Atechnique used already against viral diseases has been put to lab-scale tests that show it can help canola plants fight off sclerotinia and other fungi.
University of Alberta biochemist Nat Kav and his research team introduced an antibody gene into a plant to see if it would have any effect against sclerotinia stem rot.
Canola plants with the new gene were found to have a “high degree” of tolerance to the disease, slowing its progression and limiting its severity, the U of A said in a release Feb. 17.
But the technique also seems to have spurred the same reaction in the gene-altered canola plants against two other fungal diseases: blackleg and alternaria black spot.
Kav’s findings showed the genetically modified (GM) canola plants could tolerate the disease to the point where the stems don’t break, the plants remain healthy and strong enough to be harvested, and canola yields are unaffected, the U of A reported.
Kav said he’s also testing his GM plants for resistance to Alberta’s most-feared canola disease, clubroot.

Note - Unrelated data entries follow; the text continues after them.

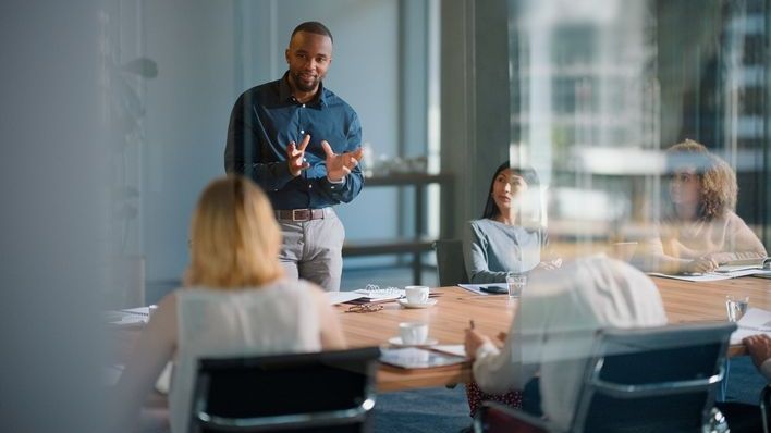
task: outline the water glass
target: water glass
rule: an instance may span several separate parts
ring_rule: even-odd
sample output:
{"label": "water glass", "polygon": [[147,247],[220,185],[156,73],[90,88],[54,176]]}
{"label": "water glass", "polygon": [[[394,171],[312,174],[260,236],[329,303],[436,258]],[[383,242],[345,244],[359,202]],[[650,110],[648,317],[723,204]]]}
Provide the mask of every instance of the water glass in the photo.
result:
{"label": "water glass", "polygon": [[506,285],[509,286],[509,297],[518,298],[522,295],[522,289],[527,284],[527,275],[509,274],[506,275]]}
{"label": "water glass", "polygon": [[747,305],[749,305],[749,296],[726,296],[725,312],[729,314],[729,322],[742,319],[742,316],[747,312]]}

That study is seen as complementing other research at U of A, aimed at breeding clubroot-resistant canola.
“TWO OR THREE SEASONS”
The work by Kav’s team could have an even broader impact worldwide, the U of A noted, if the sclerotinia-resistant gene in question can be put to the test against the disease in other susceptible crops, such as carrots, oats, corn, sweet peas, broccoli, cauliflower or any of about 400 others.
“You never know what’s going to happen in another plant species until you do it,” Kav said cautiously in the U of A release. “Nature is full of surprises.”
Kav, who’s also the associate dean of academics in the U of A’s agricultural, food and nutritional science department, said he plans to seek an “industrial partner” who can help test the lab-level results in the field.
“You need at least two or three growing seasons to have robust data and do it at multiple sites,” said Kav.
Thus, the U of A said, any commercial product developed from the team’s findings is still “years away.”